Rebecca Sturniolo, curator for Amazonia and American Trail at the National Zoo, said the young are “quite susceptible to predation” because of their small size. They are not even visible to the naked eye until they are about a week old.
That is where the father steps in. When danger appears, an arapaima dad can scoop the young into his large mouth, swim them away from the threat, and release them once they are safer.

Some fish fathers use mouthbrooding to protect their offspring, carrying eggs or young inside their mouths until it is safe for them to swim on their own.
Birds that build the future
Some bird fathers take charge before the eggs even arrive. Male common loons help choose the nesting site, a decision that can shape whether the family has enough room to approach, defend, and protect the nest.
“They initiate and lead that selection,” McDonald said, adding that predators likely play a major role in that choice. Both male and female loons then care for their young until they are grown.
Ospreys show a different kind of long-term commitment. Males often return to the same nest site year after year, repair the nest, and help the female during incubation. Later, both parents encourage the young through what McDonald calls “flight school.”
Fox dads bring home dinner
Red fox fathers may feel familiar to anyone who has watched a parent come home tired but still carrying groceries. While the mother stays with the pups in the den, the male hunts constantly to feed the family.
“They eat a whole bunch of stuff, ranging from insects, berries, birds, and mammals, whatever’s around,” McDonald said. Male foxes may also cache food, burying it nearby for later.
The father’s job changes as the pups grow. He brings live prey to help them learn how to hunt, and he feeds the mother and pups full time until the young are about four weeks old.
Single fathers with feathers
Greater rheas, large flightless birds from South America, take solo fatherhood to another level. Males court several females, build the nest, and then take over once the eggs are laid.
Sara Hallager, curator of birds at the National Zoo, said each female lays her eggs in the nest, but after that, “mom rheas have no role in raising the chicks.” The male incubates the eggs and raises the young himself.
These dads are not passive babysitters. While caring for chicks, male rheas may charge at possible threats, including humans and sometimes even females of their own species.
Tiny monkeys, huge workload
Golden lion tamarins show how demanding mammal fatherhood can be. In the first weeks, infants cling to their mothers to nurse, but after that, they spend much of their time on their fathers.
“Carrying them is a huge job,” Kenton Kerns, curator of small mammals at the National Zoo, told Smithsonian Magazine. He noted that fathers carry the young except when the mother is nursing them.

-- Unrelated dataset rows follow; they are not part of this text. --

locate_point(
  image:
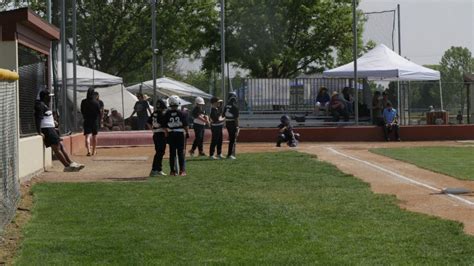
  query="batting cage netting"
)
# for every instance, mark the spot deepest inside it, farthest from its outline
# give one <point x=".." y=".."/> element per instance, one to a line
<point x="9" y="181"/>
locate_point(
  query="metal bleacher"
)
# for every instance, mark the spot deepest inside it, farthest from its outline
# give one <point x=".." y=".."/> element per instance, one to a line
<point x="271" y="119"/>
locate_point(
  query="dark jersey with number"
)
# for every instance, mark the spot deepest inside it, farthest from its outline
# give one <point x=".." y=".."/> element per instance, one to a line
<point x="288" y="131"/>
<point x="175" y="121"/>
<point x="157" y="121"/>
<point x="215" y="115"/>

That job is not just transportation. It also means protection from predators and hands-on teaching about what to eat, how to move through the forest, and where to sleep.
The stickleback’s tiny nursery
The three-spined stickleback may be small, but its parenting routine is surprisingly elaborate. The male builds a tunnel-like nest using algae, debris, and spiggin, a sticky secretion from his kidneys.

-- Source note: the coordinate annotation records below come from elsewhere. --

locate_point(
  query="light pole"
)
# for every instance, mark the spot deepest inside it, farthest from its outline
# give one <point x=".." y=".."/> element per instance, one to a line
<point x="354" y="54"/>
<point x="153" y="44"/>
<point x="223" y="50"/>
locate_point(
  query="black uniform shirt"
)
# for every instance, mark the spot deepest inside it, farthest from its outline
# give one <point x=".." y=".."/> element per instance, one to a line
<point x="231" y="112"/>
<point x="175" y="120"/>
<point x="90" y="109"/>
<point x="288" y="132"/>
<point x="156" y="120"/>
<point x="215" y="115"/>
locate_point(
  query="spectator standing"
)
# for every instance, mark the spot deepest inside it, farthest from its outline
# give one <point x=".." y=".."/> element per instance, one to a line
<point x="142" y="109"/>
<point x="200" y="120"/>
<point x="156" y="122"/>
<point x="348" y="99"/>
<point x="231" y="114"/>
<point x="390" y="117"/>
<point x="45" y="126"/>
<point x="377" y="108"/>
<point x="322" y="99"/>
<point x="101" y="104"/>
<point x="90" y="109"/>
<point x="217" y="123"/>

Once ready to breed, his stomach turns orange and he performs a zigzag dance to guide the female into the nest. After she lays the eggs and leaves, the male fertilizes them and takes over care.
He fans the eggs to oxygenate them, cleans them, guards them from predators, and even retrieves wandering hatchlings in his mouth. Small fish, big effort.
Fatherhood, nature’s way
What do all these examples tell us? For the most part, animal fatherhood is not about affection in the human sense. It is about survival, shaped by predators, food, habitat, and the hard math of reproduction.
Still, it is difficult not to feel something when a fox feeds pups around the clock or a tiny tamarin father carries babies through the trees. Nature rarely wastes energy, and these dads are proof that care itself can be a powerful survival tool.
The Smithsonian report was published in Smithsonian Magazine.